Principle 1:  Have Fun

Every moment both practices and games should be fun.  Eliminate as much down time in practice as possible,   keep your drills as up tempo drills (no drill should last more then 8-12 minutes) (some drills can be as little as 3-5 minutes).  Don’t over coach.  Demonstrate the skill then get out of the way.

Principle 2: Have a Plan

Practice plans can be the coaches best friend.  Don’t have a practice if you don’t have a plan.  You can always improvise i.e. your plan is modeled for 22 players and only 8 players can make practice.  I cannot emphasize how important a practice plan is for your teams success.

Principle 3: Everyone should play (Youth Lacrosse)

Youth sports should be a positive fun experience.  The statistics are staggering.  Almost 75% of all youth sports participants stop playing at the age of 13.  Most of this can be attributed to, warming the bench without equal playing time, practices that are disorganized or boring, no improvement of individual and team skills.  I am a firm believer that kids learn from their peers (good and bad) and if you only play your better players the other players will never improve.  Plus it is a great opportunity to have your better players become mentors

Principle 4: Teach every position

It is very important to teach every player each position on the lacrosse field.  This is especially true when coaching grades K-4.  Most 5-6 graders and 7-8 graders tend to gravitate to a specific position.  My rallying cry as a middle school coach is to “find a way to get on the field”.  Many of my players move on to the Varsity as 9th graders and because they can play multiple positions they find more playing time at the JV and Varsity level and the tend to contribute right away.
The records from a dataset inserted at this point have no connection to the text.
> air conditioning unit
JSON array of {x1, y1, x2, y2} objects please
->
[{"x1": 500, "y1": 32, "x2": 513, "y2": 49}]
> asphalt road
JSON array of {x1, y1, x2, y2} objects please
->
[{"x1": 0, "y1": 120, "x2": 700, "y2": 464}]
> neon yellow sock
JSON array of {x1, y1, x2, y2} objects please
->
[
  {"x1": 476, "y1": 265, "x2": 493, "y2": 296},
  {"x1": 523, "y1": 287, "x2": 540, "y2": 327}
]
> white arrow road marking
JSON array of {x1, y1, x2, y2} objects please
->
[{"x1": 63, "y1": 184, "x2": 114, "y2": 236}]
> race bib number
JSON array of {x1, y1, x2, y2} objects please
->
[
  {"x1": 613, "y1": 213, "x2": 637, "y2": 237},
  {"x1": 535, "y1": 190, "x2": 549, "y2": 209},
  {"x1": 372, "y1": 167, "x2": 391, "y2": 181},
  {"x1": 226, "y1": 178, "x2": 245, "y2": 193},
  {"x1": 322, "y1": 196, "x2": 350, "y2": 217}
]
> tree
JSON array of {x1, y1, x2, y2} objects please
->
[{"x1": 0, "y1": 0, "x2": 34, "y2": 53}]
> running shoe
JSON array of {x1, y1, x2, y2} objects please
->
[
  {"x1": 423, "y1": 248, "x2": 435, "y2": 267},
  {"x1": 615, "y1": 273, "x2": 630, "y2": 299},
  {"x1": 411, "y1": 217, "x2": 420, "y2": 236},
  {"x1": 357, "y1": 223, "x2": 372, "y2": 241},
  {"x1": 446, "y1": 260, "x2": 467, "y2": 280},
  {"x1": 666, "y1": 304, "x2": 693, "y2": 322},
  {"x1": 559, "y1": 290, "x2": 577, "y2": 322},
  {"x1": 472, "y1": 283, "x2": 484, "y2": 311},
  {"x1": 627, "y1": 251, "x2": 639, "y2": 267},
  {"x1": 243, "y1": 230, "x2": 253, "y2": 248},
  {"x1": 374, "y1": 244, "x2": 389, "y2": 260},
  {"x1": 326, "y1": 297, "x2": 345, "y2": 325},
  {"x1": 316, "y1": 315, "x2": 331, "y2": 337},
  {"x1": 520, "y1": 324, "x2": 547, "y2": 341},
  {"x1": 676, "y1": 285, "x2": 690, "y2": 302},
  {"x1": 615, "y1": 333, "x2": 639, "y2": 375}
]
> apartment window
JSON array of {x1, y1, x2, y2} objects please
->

Principle 5: Emphasize the Fundamentals

All to often coaches skip over the most basic skills in the game of lacrosse.  I have the philosophy that everyone knows “NOTHING”.  While this seems harsh we re-introduce the fundamentals to all of our players like…how to hold a stick,  Build a foundation that will never break by teaching the basics properly.  Learning the fundamentals and perfecting the basics at every level are paramount for future success.

Principle 6: Skill Progression

When planning your season incorporate skills that will allow players to grasp fundamentals and concepts that build on daily accomplishments.  Start small and build to more aggressive skills.  Players will be able to piece together each component of the drills in practice and eventually to game situations.  It is no secret that when kids experience improvement, no matter their athletic ability, they will continue to participate and return to learn more.

Principle 7: Set Goals & Rules

Define goals that you have for them right away, especially with individuals. Let each player know what things you expect of him, what roles you would like to see him fill. A leader needs to use his system of beliefs to create the kind of character on the team that expresses who you are. This is how you, the coach will be happiest. You will naturally reinforce the things that they do that display the signature you put on the team.

Give your team a few rules about their behavior or what you expect of them. Make it gospel and build your team from there. If you don’t give them a few rules, then it is just recess. Don’t give them too many rules or they will lose focus. Sit down and decide what three rules you want. This will put a stamp of your character on this group.

Principle 8: Be POSITIVE

Being positive in my opinion is the most important Principle.  Kids get very frustrated when a coach is constantly brow beating them and yelling and screaming.  Bud Grant “Hall of Fame Football Coach” very rarely raised his voice.  His approach was to tell the player not what he was doing wrong but by asking him to try doing something a different way…as an example:  “hey John that was a pretty good play the way you hustled, next try try getting your hips turned up field and you will have better success taking away the top side”.  By giving a complement and then another solution the player will be more willing to try and improve.